It was set up in 2008 by an individual or group calling themselves Satoshi Nakamoto, and was the first digital currency to successfully use cryptography to keep transactions secure and hidden, making traditional financial regulation difficult if not impossible.
Central bankers and critics of the cryptocurrency have been ringing the alarm bells over its surge in price and other risks such as whether the opaque market can be used for money laundering.
“It looks remarkably like a bubble forming to me,” the Reserve Bank of New Zealand’s Acting Governor Grant Spencer said on Sunday.

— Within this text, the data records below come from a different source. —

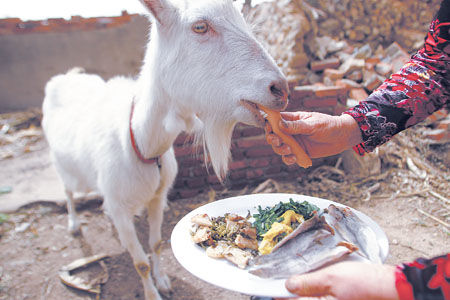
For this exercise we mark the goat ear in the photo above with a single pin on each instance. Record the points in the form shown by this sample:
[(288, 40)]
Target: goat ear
[(156, 8)]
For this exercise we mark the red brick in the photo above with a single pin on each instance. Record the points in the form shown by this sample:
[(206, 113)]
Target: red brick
[(235, 165), (212, 179), (347, 83), (333, 74), (384, 69), (438, 115), (260, 151), (330, 91), (254, 173), (444, 124), (320, 102), (320, 65), (259, 163), (358, 94), (373, 82), (373, 60), (299, 92)]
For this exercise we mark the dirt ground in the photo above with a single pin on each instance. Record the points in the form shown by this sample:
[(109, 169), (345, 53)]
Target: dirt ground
[(35, 243)]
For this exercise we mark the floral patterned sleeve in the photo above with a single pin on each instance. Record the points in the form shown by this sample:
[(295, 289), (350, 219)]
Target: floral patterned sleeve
[(424, 279), (417, 90)]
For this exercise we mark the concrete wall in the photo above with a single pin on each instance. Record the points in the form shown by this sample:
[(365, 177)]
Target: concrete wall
[(28, 61)]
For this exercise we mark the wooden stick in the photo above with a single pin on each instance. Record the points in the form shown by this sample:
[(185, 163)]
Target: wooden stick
[(440, 197), (434, 218)]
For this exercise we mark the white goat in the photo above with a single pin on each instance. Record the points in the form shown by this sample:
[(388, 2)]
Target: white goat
[(204, 70)]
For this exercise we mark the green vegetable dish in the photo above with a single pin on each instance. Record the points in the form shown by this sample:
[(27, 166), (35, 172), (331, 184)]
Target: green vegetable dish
[(266, 217)]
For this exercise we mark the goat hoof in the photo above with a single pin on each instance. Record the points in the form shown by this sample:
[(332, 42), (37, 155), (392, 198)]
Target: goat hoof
[(163, 283), (74, 227)]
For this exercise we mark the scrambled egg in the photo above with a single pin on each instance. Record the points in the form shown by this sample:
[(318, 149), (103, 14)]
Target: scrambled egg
[(277, 229)]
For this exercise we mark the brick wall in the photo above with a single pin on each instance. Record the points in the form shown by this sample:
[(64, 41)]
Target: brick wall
[(76, 23)]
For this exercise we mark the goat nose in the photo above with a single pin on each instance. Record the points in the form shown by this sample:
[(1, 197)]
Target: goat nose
[(279, 89)]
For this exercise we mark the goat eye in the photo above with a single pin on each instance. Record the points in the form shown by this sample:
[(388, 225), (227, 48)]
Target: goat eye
[(200, 27)]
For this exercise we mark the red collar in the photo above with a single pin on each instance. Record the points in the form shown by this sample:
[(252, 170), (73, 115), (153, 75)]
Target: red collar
[(134, 145)]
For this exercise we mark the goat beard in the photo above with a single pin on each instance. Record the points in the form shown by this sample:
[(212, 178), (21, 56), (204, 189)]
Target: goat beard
[(215, 138)]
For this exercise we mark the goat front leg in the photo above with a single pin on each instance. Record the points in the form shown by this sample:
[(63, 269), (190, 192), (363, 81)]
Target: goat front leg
[(155, 218), (128, 238), (73, 222)]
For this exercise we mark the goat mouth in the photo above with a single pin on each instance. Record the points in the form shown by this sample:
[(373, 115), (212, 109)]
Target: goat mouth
[(258, 114)]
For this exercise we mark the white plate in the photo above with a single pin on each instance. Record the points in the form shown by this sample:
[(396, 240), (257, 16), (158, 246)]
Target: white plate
[(224, 274)]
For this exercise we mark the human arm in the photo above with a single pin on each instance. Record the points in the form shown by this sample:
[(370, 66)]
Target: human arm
[(410, 95), (422, 279), (346, 281)]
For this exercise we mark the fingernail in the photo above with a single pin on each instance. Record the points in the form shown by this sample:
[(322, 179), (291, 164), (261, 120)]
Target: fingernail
[(290, 284), (286, 150), (283, 124)]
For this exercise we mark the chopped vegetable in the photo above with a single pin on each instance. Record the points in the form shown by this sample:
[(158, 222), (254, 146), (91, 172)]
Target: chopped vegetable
[(266, 217)]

Somebody who invested $1,000 in bitcoin at the start of 2013 would now be sitting on around $1.2 million.
Heightened excitement ahead of the launch of the Cboe futures had given an extra kick to the cryptocurrency’s scorching run this year.
The launch has so far received a mixed reception from big U.S. banks and brokerages.
Several online brokerages, including Charles Schwab Corp and TD Ameritrade Holding Corp, did not allow trading of the new futures immediately.
The Financial Times reported on Friday that JPMorgan Chase & Co, Citigroup Inc would not immediately clear bitcoin trades for clients.
Goldman Sachs Group Inc said on Thursday it was planning to clear such trades for certain clients.